Challenges to Dismantling Stigmas
Challenges to dismantling stigmas surrounding autism are many. Lack of funding, resources and support all play a role in keeping these stigmas alive.
According to research, one of the challenges to dismantling stigmas surrounding autism is the general lack of knowledge and misconceptions about the condition. This has led to historical prejudices, including parents keeping their children from getting a diagnosis or the assistance they may need. Additionally, the complexity and extent of the damage caused by stigma is an issue that needs careful and urgent attention. It can impact various psycho-social phenomena such as employment stigma and discrimination, social and emotional loneliness, hate crime, and mate crime.
Lack of funding means that many individuals with autism do not have access to the treatment they need or even basic services like housing or education. This lack of funding also prevents research into effective treatments for this condition so that we can better understand what causes it and how best to treat it in each person.

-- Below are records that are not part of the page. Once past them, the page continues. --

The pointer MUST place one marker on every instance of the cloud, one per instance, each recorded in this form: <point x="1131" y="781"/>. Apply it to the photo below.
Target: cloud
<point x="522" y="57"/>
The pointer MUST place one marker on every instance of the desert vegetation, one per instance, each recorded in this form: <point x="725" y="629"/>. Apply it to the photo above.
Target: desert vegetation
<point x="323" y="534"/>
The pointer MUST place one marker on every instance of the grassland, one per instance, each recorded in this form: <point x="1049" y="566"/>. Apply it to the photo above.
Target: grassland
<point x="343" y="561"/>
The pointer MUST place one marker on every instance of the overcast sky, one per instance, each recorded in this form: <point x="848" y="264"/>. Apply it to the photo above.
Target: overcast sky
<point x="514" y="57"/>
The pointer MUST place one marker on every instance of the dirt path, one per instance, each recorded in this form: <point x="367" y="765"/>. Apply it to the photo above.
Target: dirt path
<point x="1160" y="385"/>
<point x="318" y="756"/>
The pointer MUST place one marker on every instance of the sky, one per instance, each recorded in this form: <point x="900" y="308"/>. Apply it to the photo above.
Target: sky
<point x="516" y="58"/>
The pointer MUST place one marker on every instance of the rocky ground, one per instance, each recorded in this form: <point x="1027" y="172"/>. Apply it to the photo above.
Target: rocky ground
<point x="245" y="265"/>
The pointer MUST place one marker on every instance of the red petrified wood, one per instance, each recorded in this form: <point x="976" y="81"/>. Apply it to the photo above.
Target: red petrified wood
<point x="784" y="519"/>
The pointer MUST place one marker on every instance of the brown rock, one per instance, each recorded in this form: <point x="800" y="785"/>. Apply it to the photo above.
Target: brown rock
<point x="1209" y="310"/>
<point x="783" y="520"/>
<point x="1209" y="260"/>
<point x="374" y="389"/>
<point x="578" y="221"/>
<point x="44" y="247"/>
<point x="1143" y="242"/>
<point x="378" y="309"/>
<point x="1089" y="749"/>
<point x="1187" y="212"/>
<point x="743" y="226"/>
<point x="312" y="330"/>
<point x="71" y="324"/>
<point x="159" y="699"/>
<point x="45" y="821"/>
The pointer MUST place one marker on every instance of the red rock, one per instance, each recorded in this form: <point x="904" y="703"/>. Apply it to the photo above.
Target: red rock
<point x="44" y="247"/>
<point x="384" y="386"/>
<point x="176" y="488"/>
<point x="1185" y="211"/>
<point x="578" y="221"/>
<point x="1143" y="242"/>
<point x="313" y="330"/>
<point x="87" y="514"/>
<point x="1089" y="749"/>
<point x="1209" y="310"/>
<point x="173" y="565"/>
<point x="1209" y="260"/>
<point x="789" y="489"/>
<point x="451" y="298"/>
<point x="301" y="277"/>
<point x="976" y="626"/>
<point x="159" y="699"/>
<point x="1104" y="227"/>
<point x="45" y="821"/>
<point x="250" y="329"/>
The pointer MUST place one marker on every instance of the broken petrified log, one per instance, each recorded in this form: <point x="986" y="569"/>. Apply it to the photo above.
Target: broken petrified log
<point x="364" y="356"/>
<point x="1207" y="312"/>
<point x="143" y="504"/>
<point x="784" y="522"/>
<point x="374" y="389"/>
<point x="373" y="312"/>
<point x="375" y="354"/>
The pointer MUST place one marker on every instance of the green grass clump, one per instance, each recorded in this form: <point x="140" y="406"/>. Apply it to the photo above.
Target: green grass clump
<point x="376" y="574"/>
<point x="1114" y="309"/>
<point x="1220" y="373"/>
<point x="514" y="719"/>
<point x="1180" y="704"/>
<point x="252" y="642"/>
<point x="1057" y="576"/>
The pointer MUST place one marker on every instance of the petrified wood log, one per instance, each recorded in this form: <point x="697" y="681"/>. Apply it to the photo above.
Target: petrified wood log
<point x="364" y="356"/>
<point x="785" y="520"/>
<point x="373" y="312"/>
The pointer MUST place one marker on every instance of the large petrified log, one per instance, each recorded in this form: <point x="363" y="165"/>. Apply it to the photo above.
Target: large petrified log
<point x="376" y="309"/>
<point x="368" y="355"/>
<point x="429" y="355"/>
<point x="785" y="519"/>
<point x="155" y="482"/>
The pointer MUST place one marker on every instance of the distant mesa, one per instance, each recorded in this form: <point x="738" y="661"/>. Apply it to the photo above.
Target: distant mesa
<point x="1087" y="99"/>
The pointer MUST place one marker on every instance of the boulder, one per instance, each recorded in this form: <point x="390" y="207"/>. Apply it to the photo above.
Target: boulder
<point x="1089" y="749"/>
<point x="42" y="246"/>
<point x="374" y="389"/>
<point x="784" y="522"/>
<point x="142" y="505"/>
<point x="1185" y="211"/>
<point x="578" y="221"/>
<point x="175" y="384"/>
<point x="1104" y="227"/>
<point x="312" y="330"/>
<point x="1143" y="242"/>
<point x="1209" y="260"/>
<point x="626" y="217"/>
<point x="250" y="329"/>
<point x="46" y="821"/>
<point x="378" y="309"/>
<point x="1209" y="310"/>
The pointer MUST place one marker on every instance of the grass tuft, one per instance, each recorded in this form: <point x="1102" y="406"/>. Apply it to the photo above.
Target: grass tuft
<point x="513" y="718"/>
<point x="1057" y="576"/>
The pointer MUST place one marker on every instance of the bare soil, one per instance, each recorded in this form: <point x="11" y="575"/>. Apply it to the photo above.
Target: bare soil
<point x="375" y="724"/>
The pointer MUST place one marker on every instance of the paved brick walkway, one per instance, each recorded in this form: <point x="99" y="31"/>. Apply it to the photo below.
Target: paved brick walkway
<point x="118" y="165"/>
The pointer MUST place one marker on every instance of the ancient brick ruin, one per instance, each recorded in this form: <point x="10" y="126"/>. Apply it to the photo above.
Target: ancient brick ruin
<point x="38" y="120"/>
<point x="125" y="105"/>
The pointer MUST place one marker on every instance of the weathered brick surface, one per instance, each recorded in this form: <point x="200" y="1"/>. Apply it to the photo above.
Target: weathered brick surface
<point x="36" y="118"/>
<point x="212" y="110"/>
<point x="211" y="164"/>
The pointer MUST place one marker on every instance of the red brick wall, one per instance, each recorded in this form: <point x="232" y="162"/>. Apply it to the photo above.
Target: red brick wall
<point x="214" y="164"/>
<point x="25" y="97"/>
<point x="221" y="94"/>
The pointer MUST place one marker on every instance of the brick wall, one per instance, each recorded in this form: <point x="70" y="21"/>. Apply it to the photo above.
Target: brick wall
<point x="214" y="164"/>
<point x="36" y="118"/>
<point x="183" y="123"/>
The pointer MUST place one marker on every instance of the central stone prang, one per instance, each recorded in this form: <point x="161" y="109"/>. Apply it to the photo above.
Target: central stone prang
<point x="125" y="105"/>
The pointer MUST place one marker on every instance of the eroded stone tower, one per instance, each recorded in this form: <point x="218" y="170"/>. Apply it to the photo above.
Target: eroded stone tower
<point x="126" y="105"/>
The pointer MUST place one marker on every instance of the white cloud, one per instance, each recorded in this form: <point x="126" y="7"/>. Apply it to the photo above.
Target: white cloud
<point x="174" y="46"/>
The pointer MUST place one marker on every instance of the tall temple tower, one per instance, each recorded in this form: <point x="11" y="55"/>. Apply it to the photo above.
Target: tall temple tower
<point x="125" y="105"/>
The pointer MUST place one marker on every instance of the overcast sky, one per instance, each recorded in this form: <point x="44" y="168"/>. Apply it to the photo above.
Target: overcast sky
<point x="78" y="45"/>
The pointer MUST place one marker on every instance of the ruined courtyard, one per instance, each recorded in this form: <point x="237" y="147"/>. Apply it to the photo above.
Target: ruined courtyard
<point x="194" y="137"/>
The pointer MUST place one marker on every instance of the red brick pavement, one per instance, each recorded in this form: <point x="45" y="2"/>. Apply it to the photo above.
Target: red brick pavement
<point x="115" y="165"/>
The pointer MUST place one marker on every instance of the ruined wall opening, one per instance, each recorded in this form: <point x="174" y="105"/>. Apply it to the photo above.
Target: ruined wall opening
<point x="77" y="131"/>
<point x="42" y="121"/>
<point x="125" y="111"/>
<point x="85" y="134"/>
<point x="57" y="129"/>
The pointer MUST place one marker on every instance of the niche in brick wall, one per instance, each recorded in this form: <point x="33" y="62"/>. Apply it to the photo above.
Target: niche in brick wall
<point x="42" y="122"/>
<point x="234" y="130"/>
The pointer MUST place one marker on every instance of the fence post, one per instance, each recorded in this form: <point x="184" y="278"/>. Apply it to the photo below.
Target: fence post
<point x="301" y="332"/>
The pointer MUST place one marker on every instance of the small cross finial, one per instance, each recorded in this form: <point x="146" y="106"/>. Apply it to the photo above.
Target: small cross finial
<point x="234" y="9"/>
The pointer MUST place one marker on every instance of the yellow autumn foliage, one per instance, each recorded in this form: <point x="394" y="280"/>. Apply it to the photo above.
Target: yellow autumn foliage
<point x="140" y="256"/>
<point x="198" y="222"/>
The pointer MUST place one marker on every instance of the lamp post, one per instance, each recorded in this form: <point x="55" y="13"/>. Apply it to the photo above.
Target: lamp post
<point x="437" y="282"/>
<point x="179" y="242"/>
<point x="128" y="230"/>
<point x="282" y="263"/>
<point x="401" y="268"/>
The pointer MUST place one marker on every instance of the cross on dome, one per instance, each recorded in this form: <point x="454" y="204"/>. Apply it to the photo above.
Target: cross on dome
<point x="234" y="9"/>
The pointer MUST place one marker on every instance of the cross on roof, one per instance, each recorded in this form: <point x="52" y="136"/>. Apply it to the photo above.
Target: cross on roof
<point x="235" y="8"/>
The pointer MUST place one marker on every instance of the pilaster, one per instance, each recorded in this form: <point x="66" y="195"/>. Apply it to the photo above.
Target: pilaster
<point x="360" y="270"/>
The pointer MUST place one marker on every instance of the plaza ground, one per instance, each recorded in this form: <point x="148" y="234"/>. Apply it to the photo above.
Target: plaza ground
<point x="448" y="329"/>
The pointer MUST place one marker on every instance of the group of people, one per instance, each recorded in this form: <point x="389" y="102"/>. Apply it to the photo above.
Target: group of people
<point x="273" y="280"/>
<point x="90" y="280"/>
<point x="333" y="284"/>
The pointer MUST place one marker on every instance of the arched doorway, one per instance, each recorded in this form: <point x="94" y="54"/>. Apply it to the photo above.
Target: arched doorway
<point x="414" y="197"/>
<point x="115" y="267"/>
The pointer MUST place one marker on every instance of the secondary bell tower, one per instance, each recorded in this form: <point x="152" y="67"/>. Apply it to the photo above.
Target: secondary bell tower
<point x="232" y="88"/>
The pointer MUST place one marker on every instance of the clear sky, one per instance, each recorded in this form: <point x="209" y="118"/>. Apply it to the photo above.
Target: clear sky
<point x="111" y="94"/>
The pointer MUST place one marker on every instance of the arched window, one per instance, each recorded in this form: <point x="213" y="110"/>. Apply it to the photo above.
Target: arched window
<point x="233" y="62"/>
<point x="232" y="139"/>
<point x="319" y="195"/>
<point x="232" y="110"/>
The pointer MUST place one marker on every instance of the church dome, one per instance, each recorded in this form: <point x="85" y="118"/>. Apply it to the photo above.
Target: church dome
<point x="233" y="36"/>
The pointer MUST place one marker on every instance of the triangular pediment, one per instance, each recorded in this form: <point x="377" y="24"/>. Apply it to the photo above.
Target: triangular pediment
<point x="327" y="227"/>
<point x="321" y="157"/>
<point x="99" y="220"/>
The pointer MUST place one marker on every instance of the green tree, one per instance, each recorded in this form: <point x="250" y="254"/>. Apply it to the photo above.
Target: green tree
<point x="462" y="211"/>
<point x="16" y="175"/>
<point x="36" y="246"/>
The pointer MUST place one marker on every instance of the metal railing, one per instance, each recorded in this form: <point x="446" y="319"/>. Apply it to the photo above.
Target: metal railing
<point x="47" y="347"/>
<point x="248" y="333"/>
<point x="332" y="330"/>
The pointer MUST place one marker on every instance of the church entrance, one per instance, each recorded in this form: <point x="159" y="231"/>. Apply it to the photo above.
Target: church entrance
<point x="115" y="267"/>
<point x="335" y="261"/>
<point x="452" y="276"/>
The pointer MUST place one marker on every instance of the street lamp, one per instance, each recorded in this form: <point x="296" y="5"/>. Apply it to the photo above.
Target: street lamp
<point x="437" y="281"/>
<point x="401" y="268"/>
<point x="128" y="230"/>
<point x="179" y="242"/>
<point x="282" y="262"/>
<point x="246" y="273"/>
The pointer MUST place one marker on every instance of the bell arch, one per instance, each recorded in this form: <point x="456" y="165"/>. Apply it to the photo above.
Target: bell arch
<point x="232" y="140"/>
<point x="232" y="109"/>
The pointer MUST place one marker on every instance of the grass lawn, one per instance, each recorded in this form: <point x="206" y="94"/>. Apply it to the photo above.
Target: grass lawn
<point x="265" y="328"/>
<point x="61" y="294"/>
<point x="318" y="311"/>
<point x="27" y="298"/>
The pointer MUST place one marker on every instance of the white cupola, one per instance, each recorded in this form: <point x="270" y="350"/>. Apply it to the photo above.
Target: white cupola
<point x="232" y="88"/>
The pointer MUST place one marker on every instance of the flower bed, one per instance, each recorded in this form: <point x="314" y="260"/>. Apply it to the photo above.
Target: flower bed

The lack of resources makes it difficult for families who have children with autism spectrum disorders (ASDs) to get help from professionals who understand their needs – including doctors, therapists, and social workers – because there aren’t enough specialists trained in working with people on the spectrum available at any given time; sometimes there aren’t any at all within driving distance! This means parents often don’t know where they should go when something goes wrong; instead, they may end up relying on friends or family members who aren’t qualified professionals themselves but nonetheless care deeply about helping out however possible…
To overcome these challenges, it is crucial to increase awareness and understanding of autism, including its symptoms, causes, and treatments. It is also essential to provide adequate support and resources for individuals on the spectrum and their families, as well as address and combat prejudices and judgments.
The work is far from done. We must continue to advocate for better resources and support. While also remembering that each individual with autism has their own unique story and journey. It is not enough to simply make posts on social media about supporting or promoting awareness. We must be active in the community and advocate for education and acceptance for everyone as they are. We must work together to create a world that values diversity and celebrates the unique contributions of every individual. We must strive to build a society that provides equal opportunities and support to everyone, regardless of their differences.
We can all make a difference by educating ourselves, listening to the experiences of those with autism, and advocating for greater understanding and support. Together, we can create a brighter future for everyone, where differences are celebrated and embraced.